ユニバーサルによると「トロールズ ミュージック★パワー」は配信開始から3週間で1億ドルの収益を上げている。同期間での前作の北米興行収入が1億1600万ドルだったことを鑑みても、大成功といえる。
そんななか、親会社NBCユニバーサルのジェフ・シェルCEO(最高経営責任者)は、米ウォールストリート・ジャーナル紙のインタビューで「プレミアムVODの可能性を証明した」と明言。さらに「劇場が再開すれば、われわれは両方(劇場とVOD)のフォーマットで映画を公開していくことになる」と宣言している。
配給会社と劇場主のあいだでは、「シアトリカル・ウィンドウ」(映画作品の劇場公開開始から二次使用開始までの期間)を3カ月ほど空けるルールが存在するが、シェルCEOの発言は新作を劇場公開と同時に配信したり、劇場を迂回したりする可能性を示唆している。
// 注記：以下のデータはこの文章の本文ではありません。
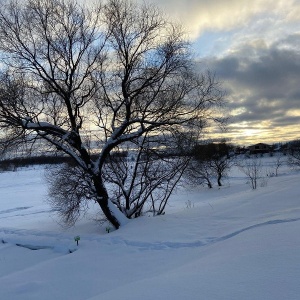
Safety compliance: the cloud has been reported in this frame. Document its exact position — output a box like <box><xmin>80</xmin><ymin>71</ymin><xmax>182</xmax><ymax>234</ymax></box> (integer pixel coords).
<box><xmin>209</xmin><ymin>33</ymin><xmax>300</xmax><ymax>144</ymax></box>
<box><xmin>146</xmin><ymin>0</ymin><xmax>300</xmax><ymax>39</ymax></box>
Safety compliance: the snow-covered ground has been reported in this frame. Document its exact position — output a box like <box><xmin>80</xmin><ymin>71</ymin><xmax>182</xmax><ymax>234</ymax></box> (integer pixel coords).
<box><xmin>0</xmin><ymin>158</ymin><xmax>300</xmax><ymax>300</ymax></box>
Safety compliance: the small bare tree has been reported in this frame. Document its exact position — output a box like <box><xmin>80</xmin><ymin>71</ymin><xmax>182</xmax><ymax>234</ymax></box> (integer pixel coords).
<box><xmin>187</xmin><ymin>142</ymin><xmax>233</xmax><ymax>188</ymax></box>
<box><xmin>237</xmin><ymin>157</ymin><xmax>262</xmax><ymax>190</ymax></box>
<box><xmin>287</xmin><ymin>140</ymin><xmax>300</xmax><ymax>168</ymax></box>
<box><xmin>0</xmin><ymin>0</ymin><xmax>222</xmax><ymax>228</ymax></box>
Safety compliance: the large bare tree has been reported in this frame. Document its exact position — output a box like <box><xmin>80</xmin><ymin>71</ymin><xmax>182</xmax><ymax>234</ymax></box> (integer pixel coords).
<box><xmin>0</xmin><ymin>0</ymin><xmax>222</xmax><ymax>228</ymax></box>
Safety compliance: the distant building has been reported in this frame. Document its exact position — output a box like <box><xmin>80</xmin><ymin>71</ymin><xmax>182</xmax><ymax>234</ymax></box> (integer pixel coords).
<box><xmin>248</xmin><ymin>143</ymin><xmax>272</xmax><ymax>154</ymax></box>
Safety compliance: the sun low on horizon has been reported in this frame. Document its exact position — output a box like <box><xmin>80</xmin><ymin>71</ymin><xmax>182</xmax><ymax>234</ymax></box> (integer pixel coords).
<box><xmin>148</xmin><ymin>0</ymin><xmax>300</xmax><ymax>145</ymax></box>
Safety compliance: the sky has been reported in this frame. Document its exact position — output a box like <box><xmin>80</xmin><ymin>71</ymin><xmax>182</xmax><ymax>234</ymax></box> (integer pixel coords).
<box><xmin>144</xmin><ymin>0</ymin><xmax>300</xmax><ymax>145</ymax></box>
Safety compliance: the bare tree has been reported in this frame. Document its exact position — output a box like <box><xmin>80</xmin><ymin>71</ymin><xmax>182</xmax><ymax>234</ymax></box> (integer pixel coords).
<box><xmin>0</xmin><ymin>0</ymin><xmax>222</xmax><ymax>228</ymax></box>
<box><xmin>237</xmin><ymin>157</ymin><xmax>262</xmax><ymax>190</ymax></box>
<box><xmin>287</xmin><ymin>140</ymin><xmax>300</xmax><ymax>168</ymax></box>
<box><xmin>187</xmin><ymin>142</ymin><xmax>233</xmax><ymax>188</ymax></box>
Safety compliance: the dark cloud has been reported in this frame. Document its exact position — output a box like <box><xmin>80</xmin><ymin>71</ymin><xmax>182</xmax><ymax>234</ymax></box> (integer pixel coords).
<box><xmin>206</xmin><ymin>34</ymin><xmax>300</xmax><ymax>142</ymax></box>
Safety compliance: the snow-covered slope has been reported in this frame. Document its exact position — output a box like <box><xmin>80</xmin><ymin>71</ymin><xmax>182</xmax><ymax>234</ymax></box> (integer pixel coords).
<box><xmin>0</xmin><ymin>158</ymin><xmax>300</xmax><ymax>300</ymax></box>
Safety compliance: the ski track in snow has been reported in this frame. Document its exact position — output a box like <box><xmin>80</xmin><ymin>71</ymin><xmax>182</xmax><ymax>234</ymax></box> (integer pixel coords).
<box><xmin>0</xmin><ymin>218</ymin><xmax>300</xmax><ymax>253</ymax></box>
<box><xmin>0</xmin><ymin>206</ymin><xmax>33</xmax><ymax>215</ymax></box>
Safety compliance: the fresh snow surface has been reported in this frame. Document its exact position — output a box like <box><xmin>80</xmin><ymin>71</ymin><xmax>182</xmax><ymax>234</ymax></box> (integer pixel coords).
<box><xmin>0</xmin><ymin>157</ymin><xmax>300</xmax><ymax>300</ymax></box>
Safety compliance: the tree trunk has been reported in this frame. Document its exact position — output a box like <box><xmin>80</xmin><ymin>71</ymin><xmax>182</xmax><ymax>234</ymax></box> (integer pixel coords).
<box><xmin>93</xmin><ymin>177</ymin><xmax>121</xmax><ymax>229</ymax></box>
<box><xmin>218</xmin><ymin>174</ymin><xmax>222</xmax><ymax>186</ymax></box>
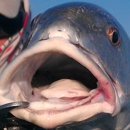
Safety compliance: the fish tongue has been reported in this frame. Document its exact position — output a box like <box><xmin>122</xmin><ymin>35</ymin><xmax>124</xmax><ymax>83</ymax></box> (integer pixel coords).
<box><xmin>41</xmin><ymin>79</ymin><xmax>90</xmax><ymax>100</ymax></box>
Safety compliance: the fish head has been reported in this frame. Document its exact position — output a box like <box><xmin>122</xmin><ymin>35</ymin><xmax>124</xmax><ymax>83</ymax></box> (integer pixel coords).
<box><xmin>0</xmin><ymin>2</ymin><xmax>130</xmax><ymax>129</ymax></box>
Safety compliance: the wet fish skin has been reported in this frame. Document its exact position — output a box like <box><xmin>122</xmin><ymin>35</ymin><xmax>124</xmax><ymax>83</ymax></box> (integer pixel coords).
<box><xmin>30</xmin><ymin>3</ymin><xmax>130</xmax><ymax>130</ymax></box>
<box><xmin>0</xmin><ymin>2</ymin><xmax>130</xmax><ymax>130</ymax></box>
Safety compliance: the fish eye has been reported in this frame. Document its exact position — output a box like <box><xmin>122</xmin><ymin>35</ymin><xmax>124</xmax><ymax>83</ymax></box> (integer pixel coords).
<box><xmin>108</xmin><ymin>27</ymin><xmax>120</xmax><ymax>46</ymax></box>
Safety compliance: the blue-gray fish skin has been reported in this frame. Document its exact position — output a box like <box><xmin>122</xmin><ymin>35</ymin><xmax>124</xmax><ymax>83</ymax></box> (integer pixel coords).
<box><xmin>0</xmin><ymin>2</ymin><xmax>130</xmax><ymax>130</ymax></box>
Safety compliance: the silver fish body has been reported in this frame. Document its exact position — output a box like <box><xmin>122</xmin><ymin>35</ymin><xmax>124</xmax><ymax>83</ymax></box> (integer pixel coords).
<box><xmin>0</xmin><ymin>2</ymin><xmax>130</xmax><ymax>130</ymax></box>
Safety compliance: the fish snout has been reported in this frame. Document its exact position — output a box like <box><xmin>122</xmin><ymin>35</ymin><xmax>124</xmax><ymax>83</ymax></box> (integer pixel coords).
<box><xmin>42</xmin><ymin>18</ymin><xmax>80</xmax><ymax>44</ymax></box>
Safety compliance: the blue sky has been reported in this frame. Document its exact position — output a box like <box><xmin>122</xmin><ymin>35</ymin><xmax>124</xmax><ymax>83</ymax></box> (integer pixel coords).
<box><xmin>29</xmin><ymin>0</ymin><xmax>130</xmax><ymax>37</ymax></box>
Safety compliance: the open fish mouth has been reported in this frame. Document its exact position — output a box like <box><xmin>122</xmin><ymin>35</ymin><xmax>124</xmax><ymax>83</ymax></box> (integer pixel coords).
<box><xmin>0</xmin><ymin>37</ymin><xmax>120</xmax><ymax>128</ymax></box>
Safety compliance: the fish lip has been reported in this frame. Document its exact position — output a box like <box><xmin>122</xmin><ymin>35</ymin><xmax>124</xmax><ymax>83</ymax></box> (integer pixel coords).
<box><xmin>0</xmin><ymin>38</ymin><xmax>119</xmax><ymax>126</ymax></box>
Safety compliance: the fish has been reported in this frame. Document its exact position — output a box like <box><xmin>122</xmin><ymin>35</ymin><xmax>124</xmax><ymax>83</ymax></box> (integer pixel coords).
<box><xmin>0</xmin><ymin>2</ymin><xmax>130</xmax><ymax>130</ymax></box>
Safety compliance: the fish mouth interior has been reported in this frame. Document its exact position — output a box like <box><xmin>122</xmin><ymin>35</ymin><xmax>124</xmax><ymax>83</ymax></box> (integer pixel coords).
<box><xmin>31</xmin><ymin>52</ymin><xmax>97</xmax><ymax>90</ymax></box>
<box><xmin>0</xmin><ymin>38</ymin><xmax>116</xmax><ymax>128</ymax></box>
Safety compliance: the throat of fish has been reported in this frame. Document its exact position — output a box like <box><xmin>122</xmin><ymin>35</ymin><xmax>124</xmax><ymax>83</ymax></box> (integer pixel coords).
<box><xmin>0</xmin><ymin>38</ymin><xmax>118</xmax><ymax>127</ymax></box>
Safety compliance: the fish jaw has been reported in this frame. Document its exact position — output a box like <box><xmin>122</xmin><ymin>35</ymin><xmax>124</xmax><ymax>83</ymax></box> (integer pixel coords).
<box><xmin>0</xmin><ymin>37</ymin><xmax>121</xmax><ymax>128</ymax></box>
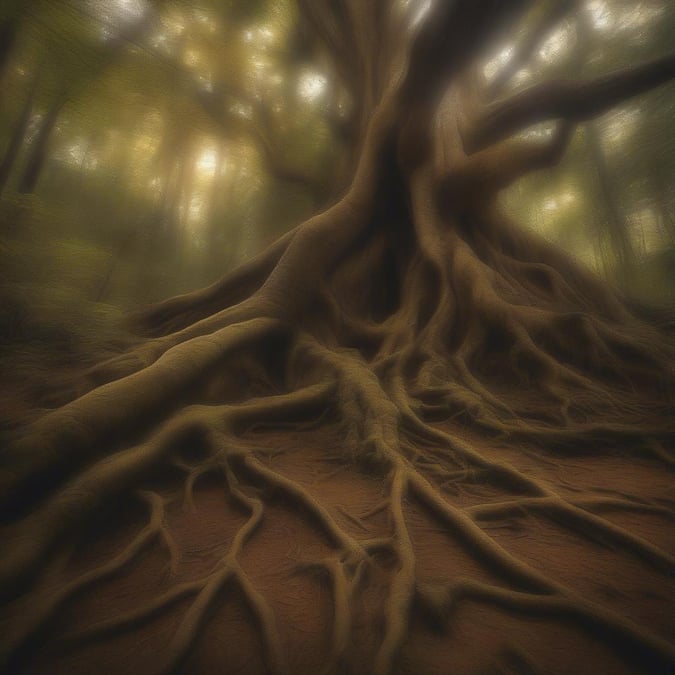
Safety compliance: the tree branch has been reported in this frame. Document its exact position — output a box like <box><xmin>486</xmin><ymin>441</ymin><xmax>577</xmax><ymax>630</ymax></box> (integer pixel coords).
<box><xmin>462</xmin><ymin>53</ymin><xmax>675</xmax><ymax>153</ymax></box>
<box><xmin>488</xmin><ymin>0</ymin><xmax>578</xmax><ymax>99</ymax></box>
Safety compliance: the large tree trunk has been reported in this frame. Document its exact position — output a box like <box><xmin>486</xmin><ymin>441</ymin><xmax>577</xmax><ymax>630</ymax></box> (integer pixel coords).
<box><xmin>0</xmin><ymin>0</ymin><xmax>675</xmax><ymax>674</ymax></box>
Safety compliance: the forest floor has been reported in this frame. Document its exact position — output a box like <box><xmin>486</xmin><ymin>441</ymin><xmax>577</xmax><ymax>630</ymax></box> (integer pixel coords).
<box><xmin>0</xmin><ymin>424</ymin><xmax>675</xmax><ymax>675</ymax></box>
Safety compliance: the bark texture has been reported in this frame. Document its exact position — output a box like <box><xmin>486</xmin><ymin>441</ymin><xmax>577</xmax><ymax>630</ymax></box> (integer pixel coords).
<box><xmin>0</xmin><ymin>1</ymin><xmax>675</xmax><ymax>675</ymax></box>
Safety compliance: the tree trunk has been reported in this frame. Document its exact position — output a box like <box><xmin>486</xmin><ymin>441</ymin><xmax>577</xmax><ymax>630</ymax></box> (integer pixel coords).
<box><xmin>584</xmin><ymin>122</ymin><xmax>636</xmax><ymax>278</ymax></box>
<box><xmin>17</xmin><ymin>96</ymin><xmax>66</xmax><ymax>194</ymax></box>
<box><xmin>0</xmin><ymin>0</ymin><xmax>675</xmax><ymax>675</ymax></box>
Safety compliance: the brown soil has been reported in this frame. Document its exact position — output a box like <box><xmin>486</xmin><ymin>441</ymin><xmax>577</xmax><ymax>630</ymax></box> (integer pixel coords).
<box><xmin>2</xmin><ymin>427</ymin><xmax>675</xmax><ymax>675</ymax></box>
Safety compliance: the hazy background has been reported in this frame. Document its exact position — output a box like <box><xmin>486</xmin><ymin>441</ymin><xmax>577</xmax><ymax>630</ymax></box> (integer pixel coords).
<box><xmin>0</xmin><ymin>0</ymin><xmax>675</xmax><ymax>416</ymax></box>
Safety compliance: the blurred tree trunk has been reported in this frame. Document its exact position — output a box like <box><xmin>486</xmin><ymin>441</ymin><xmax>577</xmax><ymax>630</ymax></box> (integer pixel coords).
<box><xmin>18</xmin><ymin>95</ymin><xmax>66</xmax><ymax>194</ymax></box>
<box><xmin>0</xmin><ymin>73</ymin><xmax>39</xmax><ymax>194</ymax></box>
<box><xmin>584</xmin><ymin>122</ymin><xmax>636</xmax><ymax>282</ymax></box>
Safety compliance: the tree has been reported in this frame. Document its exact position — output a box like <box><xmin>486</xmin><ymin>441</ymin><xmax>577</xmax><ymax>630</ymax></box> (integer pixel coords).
<box><xmin>0</xmin><ymin>0</ymin><xmax>675</xmax><ymax>673</ymax></box>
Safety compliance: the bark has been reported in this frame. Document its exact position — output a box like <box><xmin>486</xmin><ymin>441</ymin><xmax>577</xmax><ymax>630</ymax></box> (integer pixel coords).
<box><xmin>17</xmin><ymin>95</ymin><xmax>67</xmax><ymax>194</ymax></box>
<box><xmin>0</xmin><ymin>0</ymin><xmax>675</xmax><ymax>675</ymax></box>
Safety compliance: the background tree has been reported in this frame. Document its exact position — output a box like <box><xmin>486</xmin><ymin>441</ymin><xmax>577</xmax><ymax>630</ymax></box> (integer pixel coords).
<box><xmin>0</xmin><ymin>0</ymin><xmax>675</xmax><ymax>673</ymax></box>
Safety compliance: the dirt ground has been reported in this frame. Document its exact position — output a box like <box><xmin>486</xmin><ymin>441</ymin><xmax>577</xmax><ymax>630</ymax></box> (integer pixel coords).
<box><xmin>3</xmin><ymin>427</ymin><xmax>675</xmax><ymax>675</ymax></box>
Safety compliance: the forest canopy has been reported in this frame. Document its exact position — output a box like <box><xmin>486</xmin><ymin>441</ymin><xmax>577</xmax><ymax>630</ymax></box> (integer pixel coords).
<box><xmin>0</xmin><ymin>0</ymin><xmax>675</xmax><ymax>675</ymax></box>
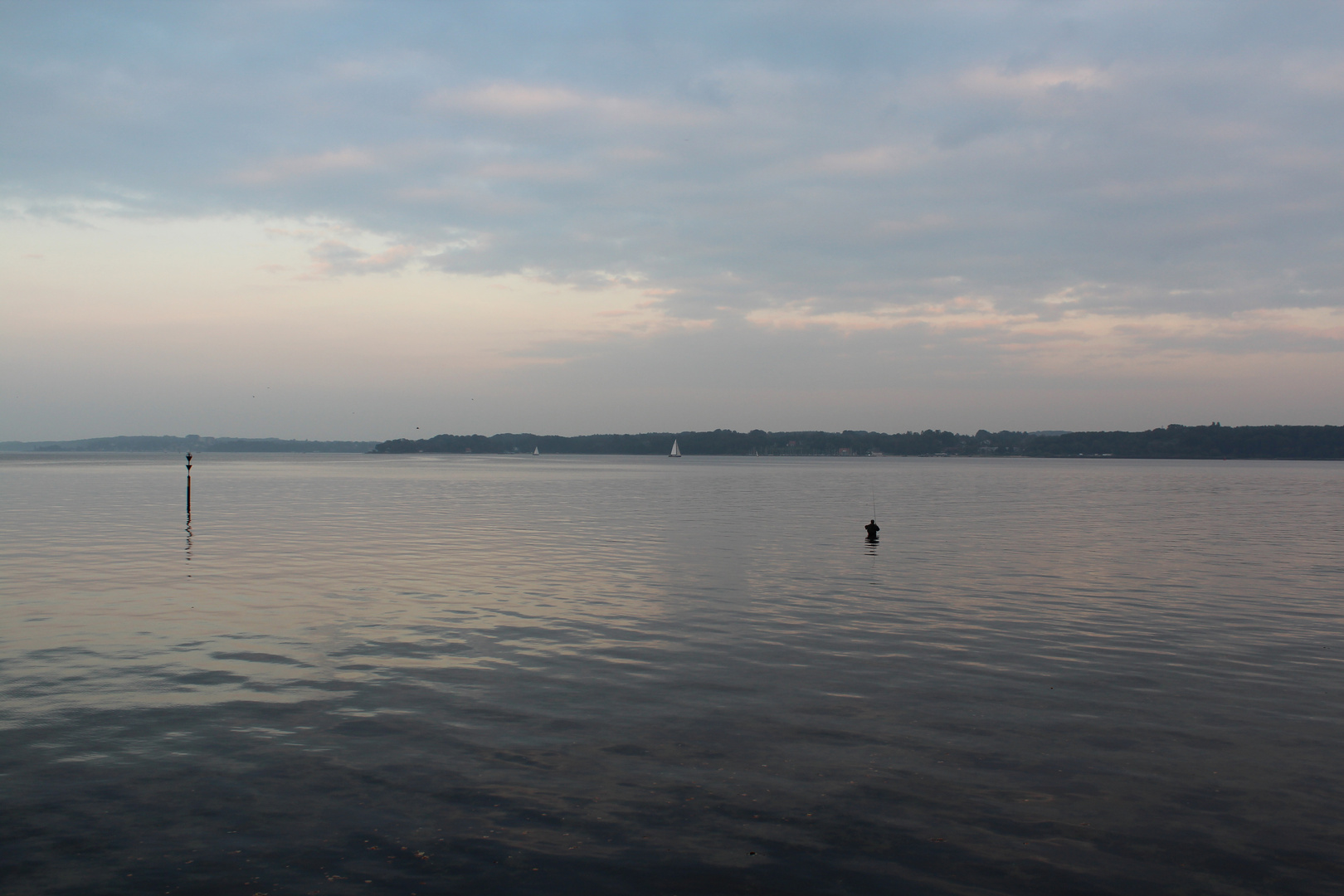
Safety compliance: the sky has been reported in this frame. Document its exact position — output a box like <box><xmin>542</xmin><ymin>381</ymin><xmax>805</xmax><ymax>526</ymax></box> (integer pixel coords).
<box><xmin>0</xmin><ymin>0</ymin><xmax>1344</xmax><ymax>439</ymax></box>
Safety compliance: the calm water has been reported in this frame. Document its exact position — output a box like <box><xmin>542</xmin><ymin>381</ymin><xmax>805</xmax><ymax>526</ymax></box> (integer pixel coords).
<box><xmin>0</xmin><ymin>455</ymin><xmax>1344</xmax><ymax>896</ymax></box>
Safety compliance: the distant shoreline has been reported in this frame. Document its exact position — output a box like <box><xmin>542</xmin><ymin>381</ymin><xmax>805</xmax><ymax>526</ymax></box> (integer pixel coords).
<box><xmin>0</xmin><ymin>423</ymin><xmax>1344</xmax><ymax>460</ymax></box>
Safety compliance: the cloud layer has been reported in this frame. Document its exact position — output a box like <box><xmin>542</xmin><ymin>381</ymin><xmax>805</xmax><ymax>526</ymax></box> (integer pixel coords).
<box><xmin>0</xmin><ymin>2</ymin><xmax>1344</xmax><ymax>438</ymax></box>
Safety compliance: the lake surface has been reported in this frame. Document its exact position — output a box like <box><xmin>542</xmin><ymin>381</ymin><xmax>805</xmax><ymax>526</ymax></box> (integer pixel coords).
<box><xmin>0</xmin><ymin>454</ymin><xmax>1344</xmax><ymax>896</ymax></box>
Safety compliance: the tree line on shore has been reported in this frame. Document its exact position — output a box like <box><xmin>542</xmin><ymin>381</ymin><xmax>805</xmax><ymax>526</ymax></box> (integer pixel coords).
<box><xmin>373</xmin><ymin>423</ymin><xmax>1344</xmax><ymax>460</ymax></box>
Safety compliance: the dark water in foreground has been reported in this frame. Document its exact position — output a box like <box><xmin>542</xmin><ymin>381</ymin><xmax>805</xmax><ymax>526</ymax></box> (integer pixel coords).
<box><xmin>0</xmin><ymin>455</ymin><xmax>1344</xmax><ymax>894</ymax></box>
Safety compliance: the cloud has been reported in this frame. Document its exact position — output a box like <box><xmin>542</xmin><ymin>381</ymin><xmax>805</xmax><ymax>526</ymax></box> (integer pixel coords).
<box><xmin>234</xmin><ymin>149</ymin><xmax>377</xmax><ymax>185</ymax></box>
<box><xmin>308</xmin><ymin>239</ymin><xmax>421</xmax><ymax>277</ymax></box>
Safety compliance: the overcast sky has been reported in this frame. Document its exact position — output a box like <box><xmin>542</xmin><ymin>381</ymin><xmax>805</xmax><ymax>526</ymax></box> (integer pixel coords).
<box><xmin>0</xmin><ymin>0</ymin><xmax>1344</xmax><ymax>439</ymax></box>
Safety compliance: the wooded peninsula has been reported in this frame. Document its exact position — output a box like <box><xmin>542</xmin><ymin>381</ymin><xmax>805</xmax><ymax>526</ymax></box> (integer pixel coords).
<box><xmin>373</xmin><ymin>423</ymin><xmax>1344</xmax><ymax>460</ymax></box>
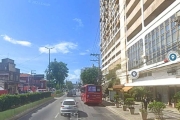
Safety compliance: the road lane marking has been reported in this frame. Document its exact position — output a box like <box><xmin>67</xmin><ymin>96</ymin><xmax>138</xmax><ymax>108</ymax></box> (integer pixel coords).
<box><xmin>55</xmin><ymin>112</ymin><xmax>59</xmax><ymax>118</ymax></box>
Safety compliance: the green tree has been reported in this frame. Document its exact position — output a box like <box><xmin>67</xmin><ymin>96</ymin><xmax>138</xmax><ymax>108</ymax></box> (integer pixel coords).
<box><xmin>105</xmin><ymin>64</ymin><xmax>121</xmax><ymax>80</ymax></box>
<box><xmin>45</xmin><ymin>59</ymin><xmax>69</xmax><ymax>88</ymax></box>
<box><xmin>81</xmin><ymin>67</ymin><xmax>98</xmax><ymax>84</ymax></box>
<box><xmin>66</xmin><ymin>81</ymin><xmax>74</xmax><ymax>90</ymax></box>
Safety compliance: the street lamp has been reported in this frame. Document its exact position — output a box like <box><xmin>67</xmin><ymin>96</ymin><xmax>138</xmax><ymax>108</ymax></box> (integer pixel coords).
<box><xmin>45</xmin><ymin>47</ymin><xmax>54</xmax><ymax>88</ymax></box>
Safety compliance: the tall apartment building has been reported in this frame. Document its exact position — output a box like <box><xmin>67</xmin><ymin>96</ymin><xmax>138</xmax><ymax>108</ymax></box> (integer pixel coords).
<box><xmin>101</xmin><ymin>0</ymin><xmax>180</xmax><ymax>104</ymax></box>
<box><xmin>0</xmin><ymin>58</ymin><xmax>20</xmax><ymax>94</ymax></box>
<box><xmin>100</xmin><ymin>0</ymin><xmax>126</xmax><ymax>84</ymax></box>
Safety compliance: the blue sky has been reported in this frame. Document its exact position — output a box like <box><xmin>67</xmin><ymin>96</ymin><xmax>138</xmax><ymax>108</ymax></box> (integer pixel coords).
<box><xmin>0</xmin><ymin>0</ymin><xmax>99</xmax><ymax>83</ymax></box>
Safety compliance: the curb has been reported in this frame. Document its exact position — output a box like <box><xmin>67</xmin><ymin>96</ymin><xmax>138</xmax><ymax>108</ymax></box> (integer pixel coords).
<box><xmin>8</xmin><ymin>98</ymin><xmax>54</xmax><ymax>120</ymax></box>
<box><xmin>106</xmin><ymin>106</ymin><xmax>128</xmax><ymax>120</ymax></box>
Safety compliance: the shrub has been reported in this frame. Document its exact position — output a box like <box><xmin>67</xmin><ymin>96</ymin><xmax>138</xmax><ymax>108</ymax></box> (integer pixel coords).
<box><xmin>148</xmin><ymin>101</ymin><xmax>166</xmax><ymax>119</ymax></box>
<box><xmin>56</xmin><ymin>90</ymin><xmax>62</xmax><ymax>94</ymax></box>
<box><xmin>125</xmin><ymin>98</ymin><xmax>134</xmax><ymax>108</ymax></box>
<box><xmin>0</xmin><ymin>92</ymin><xmax>51</xmax><ymax>111</ymax></box>
<box><xmin>124</xmin><ymin>93</ymin><xmax>131</xmax><ymax>101</ymax></box>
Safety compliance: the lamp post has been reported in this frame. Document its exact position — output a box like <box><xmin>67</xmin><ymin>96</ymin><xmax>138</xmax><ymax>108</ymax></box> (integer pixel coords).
<box><xmin>45</xmin><ymin>47</ymin><xmax>54</xmax><ymax>87</ymax></box>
これに対し、AMCのアダム・アーロン会長兼最高経営責任者は激怒。「残念なことだが、ユニバーサルの独りよがりな行動や狙いに関するジェフのコメントにより、我々に選択肢はなくなった」と、ユニバーサル・ピクチャーズのドナ・ラングレー会長に向けた書簡で説明。「今後、AMCはアメリカ、ヨーロッパ、中東のどの劇場でもユニバーサルのいかなる映画を上映しない」と宣言した。
また、劇場主の業界団体である全米劇場所有者協会(National Association of Thetre Owners)も、「この前例のない環境における異常事態は、ユニバーサルが劇場公開を迂回するための足がかりにする正当な理由にならない」と牽制している。